Agent 365 Governs Agents. It Still Needs Proof.

Microsoft Agent 365 makes agent governance an enterprise category. The next control surface is proof: evidence that an agent's work was correct before it changes the business.

A blue and gold cosmic enterprise control plane watching many agents while a separate proof gate checks evidence bundles and approval records before release

Microsoft just made the agent control plane an enterprise category.

Agent 365 is the clearest signal yet that agents are no longer cute copilots hiding inside demos. They are becoming managed workers: discoverable, named, permissioned, monitored, retired, audited, and dragged into the same security machinery as every other privileged thing in the company.

Good. Necessary. Late, but necessary.

If an agent can read files, invoke tools, touch customer data, call other agents, or operate with its own credentials, IT needs a registry. Security needs visibility. Compliance needs retention and audit. Nobody serious wants a zoo of shadow agents with admin tokens and no owner.

But governance is not the same thing as proof.

Agent 365 can help answer: “which agent exists, what can it access, where did it run, and which policies apply?”

The next question is nastier:

“Was the work actually correct before the agent changed the business?”

That is where the proof layer starts.

A registry is not a verifier

An agent registry tells you the agent exists.

It can tell you ownership, permissions, lifecycle state, deployment surface, risk posture, maybe even a useful activity map. That matters. I am not dunking on registries. Registries are how grown-ups stop pretending spreadsheets are infrastructure.

But a registry does not prove the invoice was valid.

It does not prove the code diff passed the real acceptance test.

It does not prove the claim evidence matched the policy.

It does not prove the research answer cited the right source instead of a stale summary from three compactions ago.

It proves management state. The business still needs execution truth.

This distinction sounds pedantic until money moves, a customer gets emailed, production changes, or an insurance claim gets approved because an agent sounded confident. Then everyone suddenly becomes very interested in receipts. Funny how that works.

The enterprise stack now has two control surfaces

There is the agent governance surface:

identity
ownership
access
inventory
policy
lifecycle
monitoring
audit retention

Agent 365 is aimed squarely at that layer. Microsoft is strong here because enterprises already run Entra, Defender, Purview, Intune, Microsoft 365 admin workflows, and the surrounding security furniture.

Then there is the verified-work surface:

what task did the agent attempt?
what evidence did it collect?
which tools did it call?
what changed?
what tests or checks passed?
who approved release?
what should roll back if the result is wrong?

That is a different product boundary.

Governance decides whether the agent is allowed in the building.

Proof decides whether its output is allowed out the door.

You need both.

Observability catches behavior. Proof gates consequences.

Agent observability is useful. It helps security teams see agent sprawl, risky permissions, strange connections, and unsafe behavior.

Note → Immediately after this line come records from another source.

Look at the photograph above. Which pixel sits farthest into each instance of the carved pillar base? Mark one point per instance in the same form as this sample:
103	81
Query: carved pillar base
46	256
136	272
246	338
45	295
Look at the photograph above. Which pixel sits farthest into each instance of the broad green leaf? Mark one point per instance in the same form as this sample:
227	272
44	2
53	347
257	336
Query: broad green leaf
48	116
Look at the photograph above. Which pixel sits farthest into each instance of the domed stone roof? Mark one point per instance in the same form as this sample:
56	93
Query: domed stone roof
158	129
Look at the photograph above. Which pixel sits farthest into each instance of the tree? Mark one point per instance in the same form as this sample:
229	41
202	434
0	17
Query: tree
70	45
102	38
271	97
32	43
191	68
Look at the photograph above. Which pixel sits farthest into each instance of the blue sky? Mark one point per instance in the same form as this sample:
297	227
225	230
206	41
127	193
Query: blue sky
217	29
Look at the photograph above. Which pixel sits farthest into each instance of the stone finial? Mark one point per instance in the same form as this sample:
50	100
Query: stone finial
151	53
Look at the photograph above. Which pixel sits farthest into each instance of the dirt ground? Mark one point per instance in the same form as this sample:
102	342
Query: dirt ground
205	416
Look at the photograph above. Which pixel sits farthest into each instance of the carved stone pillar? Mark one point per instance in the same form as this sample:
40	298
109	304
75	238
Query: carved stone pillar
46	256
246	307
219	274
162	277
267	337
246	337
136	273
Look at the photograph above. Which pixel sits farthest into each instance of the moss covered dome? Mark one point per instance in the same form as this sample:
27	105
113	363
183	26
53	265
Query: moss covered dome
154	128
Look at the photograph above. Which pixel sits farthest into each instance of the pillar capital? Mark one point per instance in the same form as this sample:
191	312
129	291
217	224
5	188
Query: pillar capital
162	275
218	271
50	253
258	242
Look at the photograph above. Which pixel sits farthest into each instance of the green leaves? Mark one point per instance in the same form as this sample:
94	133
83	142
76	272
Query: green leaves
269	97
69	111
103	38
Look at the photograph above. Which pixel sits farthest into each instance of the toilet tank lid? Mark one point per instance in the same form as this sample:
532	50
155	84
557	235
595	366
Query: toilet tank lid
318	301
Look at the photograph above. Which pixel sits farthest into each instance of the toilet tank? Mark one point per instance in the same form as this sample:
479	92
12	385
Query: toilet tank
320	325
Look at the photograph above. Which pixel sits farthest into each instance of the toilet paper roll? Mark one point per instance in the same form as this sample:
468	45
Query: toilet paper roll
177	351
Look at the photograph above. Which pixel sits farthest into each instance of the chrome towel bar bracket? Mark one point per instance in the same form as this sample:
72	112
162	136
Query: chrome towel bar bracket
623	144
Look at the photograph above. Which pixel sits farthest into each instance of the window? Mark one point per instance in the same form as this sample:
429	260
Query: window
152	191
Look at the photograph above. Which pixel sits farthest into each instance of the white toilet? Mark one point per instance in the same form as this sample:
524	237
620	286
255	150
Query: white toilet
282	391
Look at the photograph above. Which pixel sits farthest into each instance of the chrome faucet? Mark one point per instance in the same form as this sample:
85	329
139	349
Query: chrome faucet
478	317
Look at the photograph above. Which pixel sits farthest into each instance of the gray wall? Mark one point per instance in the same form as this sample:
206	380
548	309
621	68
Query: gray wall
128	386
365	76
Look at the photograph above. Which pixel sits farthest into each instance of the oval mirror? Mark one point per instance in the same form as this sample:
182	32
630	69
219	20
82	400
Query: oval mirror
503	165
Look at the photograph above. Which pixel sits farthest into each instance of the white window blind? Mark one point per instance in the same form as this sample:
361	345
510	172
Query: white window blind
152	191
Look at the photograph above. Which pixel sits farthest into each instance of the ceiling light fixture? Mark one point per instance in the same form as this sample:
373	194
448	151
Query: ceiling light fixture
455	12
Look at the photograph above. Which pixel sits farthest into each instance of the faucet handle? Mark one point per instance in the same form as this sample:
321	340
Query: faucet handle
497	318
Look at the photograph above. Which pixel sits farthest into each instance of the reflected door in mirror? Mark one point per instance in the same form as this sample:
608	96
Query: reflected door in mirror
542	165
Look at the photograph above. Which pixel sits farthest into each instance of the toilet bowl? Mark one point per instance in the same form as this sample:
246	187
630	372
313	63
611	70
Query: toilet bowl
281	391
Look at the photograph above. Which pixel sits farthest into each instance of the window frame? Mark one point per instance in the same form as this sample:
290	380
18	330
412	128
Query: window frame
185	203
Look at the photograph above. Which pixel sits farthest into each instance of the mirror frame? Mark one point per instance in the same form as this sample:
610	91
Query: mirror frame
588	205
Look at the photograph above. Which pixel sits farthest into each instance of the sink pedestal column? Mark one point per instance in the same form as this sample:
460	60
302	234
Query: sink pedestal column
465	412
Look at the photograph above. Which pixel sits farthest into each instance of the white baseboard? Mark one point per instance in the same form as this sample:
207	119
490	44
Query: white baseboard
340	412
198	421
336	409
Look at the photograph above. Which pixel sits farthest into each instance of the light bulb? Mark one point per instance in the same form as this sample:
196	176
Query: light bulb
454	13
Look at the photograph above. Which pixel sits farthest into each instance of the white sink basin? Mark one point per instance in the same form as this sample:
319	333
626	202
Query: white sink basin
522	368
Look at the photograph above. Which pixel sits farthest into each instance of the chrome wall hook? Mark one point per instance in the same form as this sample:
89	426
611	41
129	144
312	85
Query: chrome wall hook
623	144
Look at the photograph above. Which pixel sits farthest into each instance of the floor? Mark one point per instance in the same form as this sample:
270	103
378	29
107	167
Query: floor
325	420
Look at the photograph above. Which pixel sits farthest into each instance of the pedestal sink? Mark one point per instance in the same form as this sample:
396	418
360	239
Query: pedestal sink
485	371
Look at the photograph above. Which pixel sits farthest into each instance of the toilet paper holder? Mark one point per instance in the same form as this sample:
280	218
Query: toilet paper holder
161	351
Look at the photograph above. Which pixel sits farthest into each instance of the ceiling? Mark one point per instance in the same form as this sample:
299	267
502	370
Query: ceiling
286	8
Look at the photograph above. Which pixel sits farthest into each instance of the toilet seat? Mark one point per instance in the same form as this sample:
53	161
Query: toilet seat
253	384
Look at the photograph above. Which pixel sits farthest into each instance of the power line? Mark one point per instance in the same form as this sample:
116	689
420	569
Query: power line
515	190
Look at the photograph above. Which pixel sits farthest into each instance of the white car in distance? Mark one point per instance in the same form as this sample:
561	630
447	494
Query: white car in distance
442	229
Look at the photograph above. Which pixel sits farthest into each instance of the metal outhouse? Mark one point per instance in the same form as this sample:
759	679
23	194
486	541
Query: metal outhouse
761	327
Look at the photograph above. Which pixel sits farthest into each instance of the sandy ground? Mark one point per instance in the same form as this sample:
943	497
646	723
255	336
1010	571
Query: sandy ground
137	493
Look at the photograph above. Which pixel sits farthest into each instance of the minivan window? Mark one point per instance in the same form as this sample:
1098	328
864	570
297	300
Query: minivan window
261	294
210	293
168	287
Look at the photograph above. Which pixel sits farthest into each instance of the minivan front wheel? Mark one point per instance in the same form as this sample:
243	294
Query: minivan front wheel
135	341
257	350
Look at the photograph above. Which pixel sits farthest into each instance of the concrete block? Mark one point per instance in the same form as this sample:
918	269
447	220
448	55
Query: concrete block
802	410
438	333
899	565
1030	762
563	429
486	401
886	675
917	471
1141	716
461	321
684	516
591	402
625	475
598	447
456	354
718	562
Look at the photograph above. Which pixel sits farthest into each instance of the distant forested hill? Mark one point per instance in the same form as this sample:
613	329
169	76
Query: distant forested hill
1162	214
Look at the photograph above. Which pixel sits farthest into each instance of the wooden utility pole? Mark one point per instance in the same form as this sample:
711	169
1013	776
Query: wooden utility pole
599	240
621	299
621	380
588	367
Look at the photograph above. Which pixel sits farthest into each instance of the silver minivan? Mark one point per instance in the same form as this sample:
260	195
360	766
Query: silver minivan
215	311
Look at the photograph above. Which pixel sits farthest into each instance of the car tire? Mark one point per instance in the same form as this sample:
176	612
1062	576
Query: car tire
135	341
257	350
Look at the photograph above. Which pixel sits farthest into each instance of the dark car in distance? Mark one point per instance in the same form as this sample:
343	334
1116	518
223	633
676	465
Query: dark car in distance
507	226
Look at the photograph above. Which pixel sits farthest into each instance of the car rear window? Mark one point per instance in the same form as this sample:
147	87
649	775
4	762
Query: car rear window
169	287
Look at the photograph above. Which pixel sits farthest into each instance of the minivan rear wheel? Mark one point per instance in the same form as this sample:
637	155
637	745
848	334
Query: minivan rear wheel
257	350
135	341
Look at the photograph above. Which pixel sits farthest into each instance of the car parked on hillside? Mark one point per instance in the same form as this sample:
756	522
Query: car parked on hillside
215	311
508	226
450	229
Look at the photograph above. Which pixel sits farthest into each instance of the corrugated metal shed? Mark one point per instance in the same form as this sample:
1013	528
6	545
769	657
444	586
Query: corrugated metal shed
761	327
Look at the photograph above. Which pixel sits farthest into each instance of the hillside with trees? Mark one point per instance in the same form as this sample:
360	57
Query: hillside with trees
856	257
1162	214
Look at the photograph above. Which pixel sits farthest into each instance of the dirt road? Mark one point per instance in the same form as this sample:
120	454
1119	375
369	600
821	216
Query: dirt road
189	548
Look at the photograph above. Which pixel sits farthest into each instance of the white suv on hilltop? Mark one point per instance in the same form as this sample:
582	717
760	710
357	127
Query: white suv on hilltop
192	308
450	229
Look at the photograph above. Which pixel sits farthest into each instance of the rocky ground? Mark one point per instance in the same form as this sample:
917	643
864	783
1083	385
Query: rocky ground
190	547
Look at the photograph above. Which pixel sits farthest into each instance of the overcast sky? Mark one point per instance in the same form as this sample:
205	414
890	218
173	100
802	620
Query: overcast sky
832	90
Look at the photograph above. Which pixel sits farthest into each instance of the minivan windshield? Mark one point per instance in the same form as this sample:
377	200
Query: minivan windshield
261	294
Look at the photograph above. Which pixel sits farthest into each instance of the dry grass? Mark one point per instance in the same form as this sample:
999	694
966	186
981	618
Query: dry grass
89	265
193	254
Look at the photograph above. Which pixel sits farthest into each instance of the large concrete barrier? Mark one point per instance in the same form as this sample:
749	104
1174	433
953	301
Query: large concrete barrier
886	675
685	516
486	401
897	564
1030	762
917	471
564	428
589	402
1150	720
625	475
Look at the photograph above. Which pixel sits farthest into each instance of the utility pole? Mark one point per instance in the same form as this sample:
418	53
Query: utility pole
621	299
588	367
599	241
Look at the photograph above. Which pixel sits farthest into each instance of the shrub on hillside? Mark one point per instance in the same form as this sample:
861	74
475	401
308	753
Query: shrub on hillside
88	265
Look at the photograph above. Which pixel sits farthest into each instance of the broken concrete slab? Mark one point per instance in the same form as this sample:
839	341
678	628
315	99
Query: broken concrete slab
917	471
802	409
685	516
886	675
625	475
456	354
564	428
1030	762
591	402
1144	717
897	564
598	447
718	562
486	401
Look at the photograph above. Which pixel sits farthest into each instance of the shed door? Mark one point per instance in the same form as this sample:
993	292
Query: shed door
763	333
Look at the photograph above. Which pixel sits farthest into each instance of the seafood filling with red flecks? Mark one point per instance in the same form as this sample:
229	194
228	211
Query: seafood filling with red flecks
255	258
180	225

But observability is often retrospective. It is excellent at telling you what happened. It is weaker at deciding whether a specific piece of work is safe to release right now.

For operator workflows, the release decision needs a concrete object.

Call it a proof bundle:

task request
agent identity and authority
source artifacts
tool-call trail
checks and verifier outcomes
approval record
release or settlement reference

That bundle is what lets a system say: pass, fail, or escalate.

No bundle, no release.

Not because we hate autonomy. Because autonomy without proof is just faster ambiguity wearing a hard hat.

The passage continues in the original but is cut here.